"Ba-a-ailey!" Ellis gave another view-halloo. In vain, only silence answered. "Well, this is a go! If it hadn't been for you I shouldn't have been in this hole."
"I wish I'd never bothered old Shane to let me out!"
"Bother old Shane, and bother you too! I don't know where I am any more than Adam."
"I'm sure I don't."
"It's no good standing here like a couple of moon-struck donkeys. I sink in the mud every time I put my foot to the ground; we shall be over head and heels by the time the morning comes. I'm going straight ahead; it must bring us somewhere, and it seems to me it don't much matter where."
Minus his hat, not improved in person by his contact with the ground, nor in temper by the desertion of his friends, Dick Ellis renewed his journeying. Griffin found some difficulty in keeping up with him. How many times they lost their footing during the next few minutes it would be bootless to recount. Over mud, through mire, uphill, downhill, they staggered wildly.

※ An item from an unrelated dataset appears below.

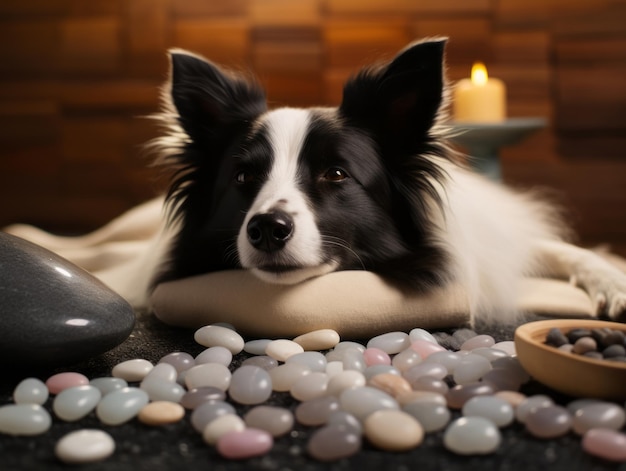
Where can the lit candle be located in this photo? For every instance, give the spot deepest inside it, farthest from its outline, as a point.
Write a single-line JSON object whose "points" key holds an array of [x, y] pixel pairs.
{"points": [[480, 99]]}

"I wonder how large this field is," observed Ellis, after about ten minutes of this sort of work. "It seems to me we've gone about six miles."
"It seems to me we've gone sixty," groaned his friend.
"Talk about short cuts! Fancy bringing a fellow into the middle of a ploughed field on a pitch-dark, rainy night, and leaving him to find his way alone! I say, Ellis, supposing we lose our way?"
"Supposing we lose our way!" shouted Dick. "I guess we've lost it! What an ass you are! What do you think we're doing here, if we haven't lost our way? Do you think I'd stop in a place like this if I knew a way of getting out of it?" Just then he emphasized his remarks by sitting down in the mud, and remaining seated where he was. "I can't get up; I believe I'm stuck, and here I'll stick; and in the morning they'll find me dead: you mark my words, and see if they don't."